Simplicity – Google SRE Handbook (2017)

[+] zbentley|1 year ago|reply

Many commenters here are rightly pointing out Google’s hypocrisy in actually following the principles in this article. Fair enough. But others are throwing the baby out with the bathwater: it’s a little silly to read comment after comment saying that the advice in TFA must be bad because Google does dumb/bad stuff on the regular. Companies aren’t homogenous. Even misguided companies may employ people who can teach others important things.

Boeing is a perfect example of this. I would absolutely read an article proposing principles of engineering reliability from a Boeing eng/QA greybeard. Even as the rest of the company spiraled due to horrible leadership and management practices, many people in engineering and quality control did their damnedest to keep those failures from causing even more harm and loss of life. Those people probably have very valuable lessons to share about how to maintain what quality you can in a deeply hostile environment.

[+] ilrwbwrkhv|1 year ago|reply

Also Google has this problem after they outsourced a bunch of work to third world countries where original thinking is quite limited and management through bureaucracy is the norm.

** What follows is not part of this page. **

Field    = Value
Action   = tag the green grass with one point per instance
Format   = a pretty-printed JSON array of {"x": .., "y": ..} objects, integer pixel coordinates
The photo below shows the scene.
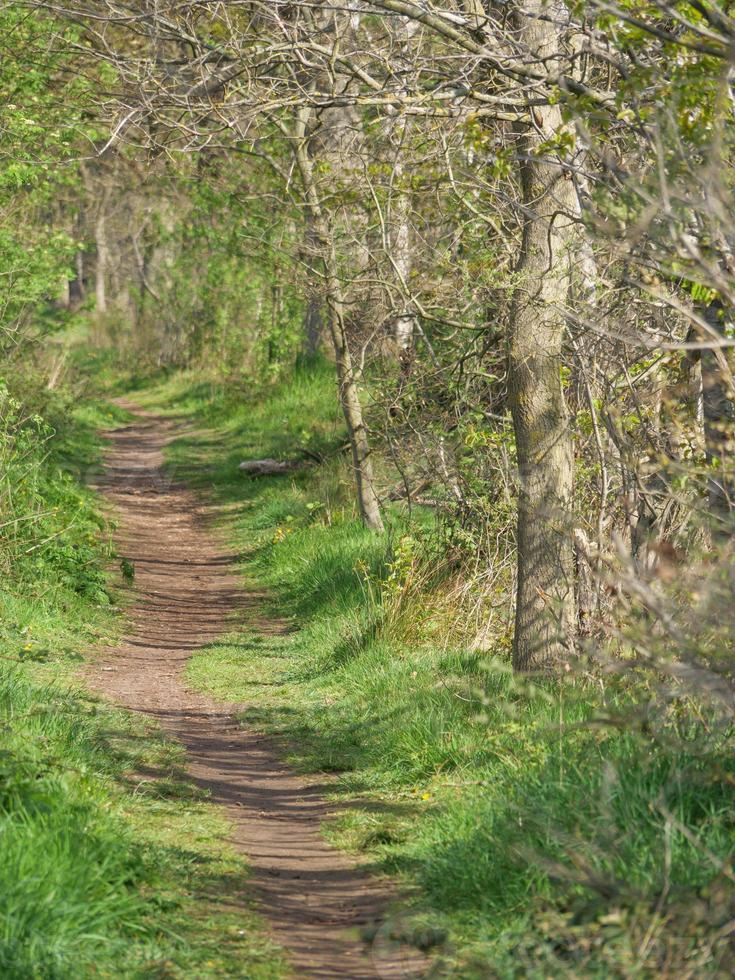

[+] dangus|1 year ago|reply

I don’t see any validity to the alleged hypocrisy.

End users making that criticism are confusing the products with the reliability practices.

[+] fl0ki|1 year ago|reply

It's only fair to say that SRE's attitude towards complexity can be very different to SWE's, reinforced by how their performance is reviewed.

Though there's still hypocrisy in SRE complaining about how SWE builds projects while building equally contrived projects for other SRE to use.

[+] burakemir|1 year ago|reply

While the text touches on many points I would immediately sign, the paragraph starting with "Because engineers are human beings who often form an emotional attachment to their creations, ..." is really out of place.

The cause of complexity is not emotional attachment, these are decisions being made. The decision to add feature after feature and punt on maintenance for example is something that has little to do with emotions. There is a lot of agency that engineers, SWE and SRE alike have in shaping how things are. However there can be good reasons to abandon simplicity. The real trouble here is not psychology but that as a profession we are really bad at measuring and estimating the effective cost of maintenance. Part of that is considering measures to improve simplicity and maintainability as cost that comes without gain and somehow less important than features, and then just accept giant rewrite a few years later. A continuous portion of upkeep would likely be more economical and real engineering has always included an aspect of economy - cost vs benefit.

IMHO the loaded accusation of emotional attachment might be rooted in an "us vs them" attitude (SRE vs software engineering) that should have no place in a sober discussion on the value of simplicity and it diminishes an otherwise great text.

[+] CraigJPerry|1 year ago|reply

>> Because engineers are human beings who often form an emotional attachment to their creations, confrontations over large-scale purges of the source tree are not uncommon. Some might protest, "What if we need that code later?"

> the paragraph starting with "Because engineers are human beings who often form an emotional attachment to their creations, ..." is really out of place.

FWIW I’ve definitely encountered developers clinging to things when the business context has completely changed. I totally recognise the scenario in the original text.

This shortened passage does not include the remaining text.